The Commerce Department said business inventories rose 0.5 percent, following a 0.4 percent advance in November. Sales growth declined to 0.1 percent from 0.7 percent the previous month.
Retail inventories rose 0.6 percent in December, while sales were flat. Manufacturers and wholesalers increased their inventories by a smaller amount. Manufacturing sales fell, while wholesale sales rose at a slower pace than in November.
The figures point to a risk for the economy. If companies build their inventories at a faster pace than their sales growth, they may end up with too many goods, which would force them to cut prices sharply and sell at discounts in order to clear the extra inventory. Businesses also would order fewer goods, reducing manufacturing production.

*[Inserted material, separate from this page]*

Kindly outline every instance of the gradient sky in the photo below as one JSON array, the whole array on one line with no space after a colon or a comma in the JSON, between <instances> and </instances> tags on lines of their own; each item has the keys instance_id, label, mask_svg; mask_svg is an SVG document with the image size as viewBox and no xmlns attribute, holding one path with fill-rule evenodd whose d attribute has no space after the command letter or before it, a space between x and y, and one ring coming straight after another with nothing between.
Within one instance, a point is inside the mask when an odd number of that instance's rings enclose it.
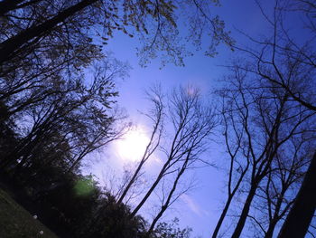
<instances>
[{"instance_id":1,"label":"gradient sky","mask_svg":"<svg viewBox=\"0 0 316 238\"><path fill-rule=\"evenodd\" d=\"M274 1L265 2L273 4ZM272 5L265 2L265 9L271 13ZM213 13L225 21L227 29L232 32L231 35L238 44L246 43L245 37L237 29L257 37L268 33L266 23L254 0L222 0L221 5L220 7L214 7ZM126 109L134 123L144 128L145 130L148 125L146 126L144 118L138 110L145 111L149 107L144 95L146 88L157 81L161 82L165 89L190 83L200 87L204 95L209 95L217 86L217 81L225 74L225 69L218 65L226 64L231 57L237 54L230 52L228 47L221 45L218 48L219 54L215 58L204 56L203 52L197 52L193 57L185 59L185 67L168 64L160 70L159 59L152 62L146 68L139 66L135 50L137 45L136 39L116 34L109 42L107 50L113 52L115 57L120 61L127 61L133 67L128 79L117 81L117 89L120 93L118 105ZM225 164L224 149L219 144L214 144L211 151L204 157L219 166L223 165ZM105 150L103 155L99 156L99 159L95 161L95 166L91 169L101 180L102 174L106 177L104 179L107 179L108 175L105 175L104 171L110 167L111 173L117 176L122 173L122 167L125 162L119 157L116 146L112 145ZM155 162L152 163L153 164L148 165L146 169L153 169ZM183 195L173 206L174 209L167 212L165 218L171 219L177 216L181 219L181 224L193 228L195 234L209 237L226 199L224 183L226 173L214 167L203 167L193 174L191 176L193 176L199 186L188 195ZM145 217L150 217L148 214L150 205L147 205L147 207L141 211Z\"/></svg>"}]
</instances>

Strong inventory gains last autumn helped overall economic growth in the second half of 2013, contributing 40 percent of the third quarter's strong 4.1 percent annual growth rate. Rising inventories also contributed 0.4 percentage point to the fourth quarter's 3.2 percent growth.
But less inventory restocking likely will slow economic growth in the January-March quarter to about 2 to 2.5 percent, economists forecast.